Being the huge Disney fanatic that I am, I could not wait to see The Jungle Book (2016) ever since it was released on our screens in a trailer last year. The original adaptation is one of my all-time favourite childhood and Disney films. Luckily, it was released in UK cinemas on 15th April 2016. The popularity of the film was significant as the cinema was full this Sunday afternoon with children, teens and adults.
My grandad used to always put it on via the VCR and the ‘Bare Necessities’ song would light up my face as soon as it came on, just as it does now. The Jungle Book originally appeared into our world through moving image in 1967. It is about time they released a live action adaptation.
The fantasy-drama brings us a live action version of the story where Mowgli played by Neel Sethi is raised by wolves. As happy as a family as they are, not everyone is best pleased about the ‘man cub’ being in the jungle. I am sure we can take a guess as to who this character is?
Yes of course, it is Shere Khan. As you would expect, Khan wants to capture Mowgli and he does not believe in a man cub inhabiting in the jungle. You would think that once Mowgli decides to leave, this would be enough for Khan, but no, he does not stop there. Comparatively, the animals of the jungle view the elephants as their god as they bow down to respect them. You can imagine how much this frustrates the almighty Khan, right?
Mowgli loves to explore the jungle and experience the ‘bare necessities’ of life. His relationship with Bagheera is as wonderful as it appears in the first 1967 film. The protection and safety of Mowgli is his main purpose in the jungle.
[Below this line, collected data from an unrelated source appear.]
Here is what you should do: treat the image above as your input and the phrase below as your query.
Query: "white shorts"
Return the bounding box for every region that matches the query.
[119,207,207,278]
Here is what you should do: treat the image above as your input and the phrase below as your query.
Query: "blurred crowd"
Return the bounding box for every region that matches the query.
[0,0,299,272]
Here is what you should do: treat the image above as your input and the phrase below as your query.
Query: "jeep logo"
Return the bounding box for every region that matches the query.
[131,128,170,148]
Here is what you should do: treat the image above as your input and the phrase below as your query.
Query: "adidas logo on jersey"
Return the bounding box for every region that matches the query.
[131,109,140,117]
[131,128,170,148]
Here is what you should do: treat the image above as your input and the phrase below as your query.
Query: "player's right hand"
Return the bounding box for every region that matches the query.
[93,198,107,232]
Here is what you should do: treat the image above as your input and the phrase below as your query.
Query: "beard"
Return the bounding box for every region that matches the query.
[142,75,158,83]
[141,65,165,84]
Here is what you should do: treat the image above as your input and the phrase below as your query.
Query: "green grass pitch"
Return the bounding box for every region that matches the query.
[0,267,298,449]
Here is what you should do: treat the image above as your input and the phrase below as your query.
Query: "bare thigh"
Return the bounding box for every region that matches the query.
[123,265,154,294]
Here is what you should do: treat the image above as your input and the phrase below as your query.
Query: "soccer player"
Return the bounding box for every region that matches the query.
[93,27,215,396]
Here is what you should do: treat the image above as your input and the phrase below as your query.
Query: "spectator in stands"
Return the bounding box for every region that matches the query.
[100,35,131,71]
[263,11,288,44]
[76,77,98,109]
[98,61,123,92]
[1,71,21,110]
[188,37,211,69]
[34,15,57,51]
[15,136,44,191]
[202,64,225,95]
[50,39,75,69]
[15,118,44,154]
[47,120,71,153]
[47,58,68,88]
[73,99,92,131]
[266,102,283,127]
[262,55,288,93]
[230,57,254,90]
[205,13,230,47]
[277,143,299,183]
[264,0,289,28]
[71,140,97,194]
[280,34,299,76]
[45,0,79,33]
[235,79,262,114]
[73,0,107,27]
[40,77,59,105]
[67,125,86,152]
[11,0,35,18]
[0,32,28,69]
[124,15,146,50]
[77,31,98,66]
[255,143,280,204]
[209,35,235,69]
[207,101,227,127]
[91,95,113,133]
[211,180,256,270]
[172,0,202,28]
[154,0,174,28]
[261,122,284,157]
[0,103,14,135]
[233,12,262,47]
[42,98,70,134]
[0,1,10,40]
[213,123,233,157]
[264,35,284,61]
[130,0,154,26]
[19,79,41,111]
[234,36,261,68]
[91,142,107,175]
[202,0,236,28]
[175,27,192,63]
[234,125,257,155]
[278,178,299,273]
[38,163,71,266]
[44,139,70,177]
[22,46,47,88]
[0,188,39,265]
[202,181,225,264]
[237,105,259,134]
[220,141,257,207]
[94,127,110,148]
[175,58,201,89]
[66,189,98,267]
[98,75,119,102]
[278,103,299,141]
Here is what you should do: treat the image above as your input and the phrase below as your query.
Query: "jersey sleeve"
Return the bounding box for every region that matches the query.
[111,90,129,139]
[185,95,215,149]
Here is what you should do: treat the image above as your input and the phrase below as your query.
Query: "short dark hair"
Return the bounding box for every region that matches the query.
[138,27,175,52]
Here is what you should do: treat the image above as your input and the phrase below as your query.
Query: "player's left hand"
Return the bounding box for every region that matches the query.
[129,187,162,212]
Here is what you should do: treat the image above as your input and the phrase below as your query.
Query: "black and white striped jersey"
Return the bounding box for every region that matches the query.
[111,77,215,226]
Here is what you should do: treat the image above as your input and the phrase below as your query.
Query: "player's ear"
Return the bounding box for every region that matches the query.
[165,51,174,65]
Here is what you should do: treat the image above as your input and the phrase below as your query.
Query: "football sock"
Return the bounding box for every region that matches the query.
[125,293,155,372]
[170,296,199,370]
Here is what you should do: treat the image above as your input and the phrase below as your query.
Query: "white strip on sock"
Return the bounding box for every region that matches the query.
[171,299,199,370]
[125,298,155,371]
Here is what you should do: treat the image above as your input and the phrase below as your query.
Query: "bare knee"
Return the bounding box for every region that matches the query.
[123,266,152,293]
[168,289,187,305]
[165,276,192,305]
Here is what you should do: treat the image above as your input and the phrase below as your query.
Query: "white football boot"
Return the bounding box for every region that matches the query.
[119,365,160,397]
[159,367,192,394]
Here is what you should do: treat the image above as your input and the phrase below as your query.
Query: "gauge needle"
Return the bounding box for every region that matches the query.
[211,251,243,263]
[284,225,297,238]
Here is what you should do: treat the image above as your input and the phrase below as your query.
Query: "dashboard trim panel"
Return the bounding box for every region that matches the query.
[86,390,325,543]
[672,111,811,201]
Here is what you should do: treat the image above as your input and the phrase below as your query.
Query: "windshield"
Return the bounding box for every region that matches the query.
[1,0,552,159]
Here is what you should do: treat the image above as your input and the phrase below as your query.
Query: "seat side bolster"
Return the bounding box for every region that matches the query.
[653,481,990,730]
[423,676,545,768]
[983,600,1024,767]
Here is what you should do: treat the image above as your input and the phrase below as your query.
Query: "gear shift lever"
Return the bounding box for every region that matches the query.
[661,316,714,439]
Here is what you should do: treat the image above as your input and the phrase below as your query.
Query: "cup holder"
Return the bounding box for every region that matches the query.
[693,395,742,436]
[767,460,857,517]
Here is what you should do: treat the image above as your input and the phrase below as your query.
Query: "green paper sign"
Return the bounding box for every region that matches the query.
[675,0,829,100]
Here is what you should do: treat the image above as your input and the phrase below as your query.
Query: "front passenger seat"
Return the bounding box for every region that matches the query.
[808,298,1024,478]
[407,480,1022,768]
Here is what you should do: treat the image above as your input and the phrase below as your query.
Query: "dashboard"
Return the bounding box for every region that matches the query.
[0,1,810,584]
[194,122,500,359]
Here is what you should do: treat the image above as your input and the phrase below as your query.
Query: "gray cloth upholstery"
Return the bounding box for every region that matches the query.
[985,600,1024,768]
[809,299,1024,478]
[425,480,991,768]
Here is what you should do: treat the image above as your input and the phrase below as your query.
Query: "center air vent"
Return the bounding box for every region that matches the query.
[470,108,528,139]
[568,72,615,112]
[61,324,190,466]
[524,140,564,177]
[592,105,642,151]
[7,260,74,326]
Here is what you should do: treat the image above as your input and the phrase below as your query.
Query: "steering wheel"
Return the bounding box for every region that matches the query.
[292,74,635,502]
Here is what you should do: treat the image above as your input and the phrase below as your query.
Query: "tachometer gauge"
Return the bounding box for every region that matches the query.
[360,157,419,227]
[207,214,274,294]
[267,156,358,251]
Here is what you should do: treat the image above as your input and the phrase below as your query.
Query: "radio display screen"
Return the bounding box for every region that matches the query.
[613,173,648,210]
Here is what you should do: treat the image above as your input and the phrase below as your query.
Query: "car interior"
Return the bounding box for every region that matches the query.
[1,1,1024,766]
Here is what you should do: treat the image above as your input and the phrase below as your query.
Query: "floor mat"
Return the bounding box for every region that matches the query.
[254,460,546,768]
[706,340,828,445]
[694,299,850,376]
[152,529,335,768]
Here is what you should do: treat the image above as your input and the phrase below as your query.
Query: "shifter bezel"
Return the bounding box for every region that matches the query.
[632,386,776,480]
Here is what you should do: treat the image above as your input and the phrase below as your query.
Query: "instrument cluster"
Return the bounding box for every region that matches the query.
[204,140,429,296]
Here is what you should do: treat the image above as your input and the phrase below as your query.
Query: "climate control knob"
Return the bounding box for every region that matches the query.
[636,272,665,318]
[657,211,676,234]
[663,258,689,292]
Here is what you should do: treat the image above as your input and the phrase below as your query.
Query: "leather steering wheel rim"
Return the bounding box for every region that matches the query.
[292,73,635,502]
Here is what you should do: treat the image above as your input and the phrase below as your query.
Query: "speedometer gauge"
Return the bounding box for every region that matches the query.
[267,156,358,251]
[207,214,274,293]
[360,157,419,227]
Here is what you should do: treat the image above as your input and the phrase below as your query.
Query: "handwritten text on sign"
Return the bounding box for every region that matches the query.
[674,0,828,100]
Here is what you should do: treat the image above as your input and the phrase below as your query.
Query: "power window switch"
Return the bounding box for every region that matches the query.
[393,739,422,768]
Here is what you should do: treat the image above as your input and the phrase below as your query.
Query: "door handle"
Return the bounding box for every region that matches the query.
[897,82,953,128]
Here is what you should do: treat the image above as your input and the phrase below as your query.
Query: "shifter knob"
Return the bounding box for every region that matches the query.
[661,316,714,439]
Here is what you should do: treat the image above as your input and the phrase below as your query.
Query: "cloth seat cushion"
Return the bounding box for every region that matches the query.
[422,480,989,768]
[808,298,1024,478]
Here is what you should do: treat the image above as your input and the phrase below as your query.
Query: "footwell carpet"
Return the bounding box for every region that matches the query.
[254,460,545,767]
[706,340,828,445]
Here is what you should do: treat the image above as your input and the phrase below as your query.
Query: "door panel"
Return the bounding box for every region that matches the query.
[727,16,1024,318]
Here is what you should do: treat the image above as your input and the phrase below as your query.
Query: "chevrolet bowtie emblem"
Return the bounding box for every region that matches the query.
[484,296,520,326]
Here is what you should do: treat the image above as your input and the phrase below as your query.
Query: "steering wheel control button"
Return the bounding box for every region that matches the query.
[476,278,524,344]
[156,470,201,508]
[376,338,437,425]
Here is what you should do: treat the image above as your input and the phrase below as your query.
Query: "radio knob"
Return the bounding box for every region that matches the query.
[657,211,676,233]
Although, along with the other animals, he believes that they should adhere to Khan’s rules as they fear from his intimidating personality and danger to their own lives and to the lives of their family.
My favourite part of the original film is when Mowgli meets Baloo, which is also illustrated in this most recent adaptation. They way in which they click and show each other new things is something special in their relationship. Just like the scene when Mowgli glides through the river on Baloo’s belly. They learn how to have fun and to understand the importance of friendship. Even though he attempts to deny this when Bagheera needs Baloo to influence Mowgli to go back to man’s world.
Aside the many traditional aspects of the film, there were also new methods which bring an element of surprise to the audience. Bill Murray’s Baloo does mutter the lyrics of the Bare Necessities song a little; however, it is Christopher Walken’s portrayal of King Loui which mixes the beat and atmosphere up.
His followers, those cheeky little monkeys want to bring Mowgli to King Loui. Let’s just say, King Loui reveals a fun side, even if he sings the lyrics in a darker tone as he is benefiting his pleasure through Mowgli’s possible power from the man’s world.
One character which I was hoping to have seen more of was Kaa played by Scarlett Johansson. She delivers Kaa’s lines brilliantly however, it would have been worthwhile to have heard more from her.
Though, I should mention that the way in which the director, Jon Favreau, has balanced the traditional and new aspects of the film together is applause worthy. It takes a lot of thought and time to make a live action version of any cartoon and I was not disappointed with his result whatsoever. The voices were perfectly suited to each character.
Overall, the film is shot so beautifully and impressively. I would definitely recommend that you go to watch this film, whatever age you are. Even if you have not seen the original, you might fall in love with The Jungle Book after watching this adaptation. The comedic value, heart-felt moments and joy of the film is one for all to enjoy.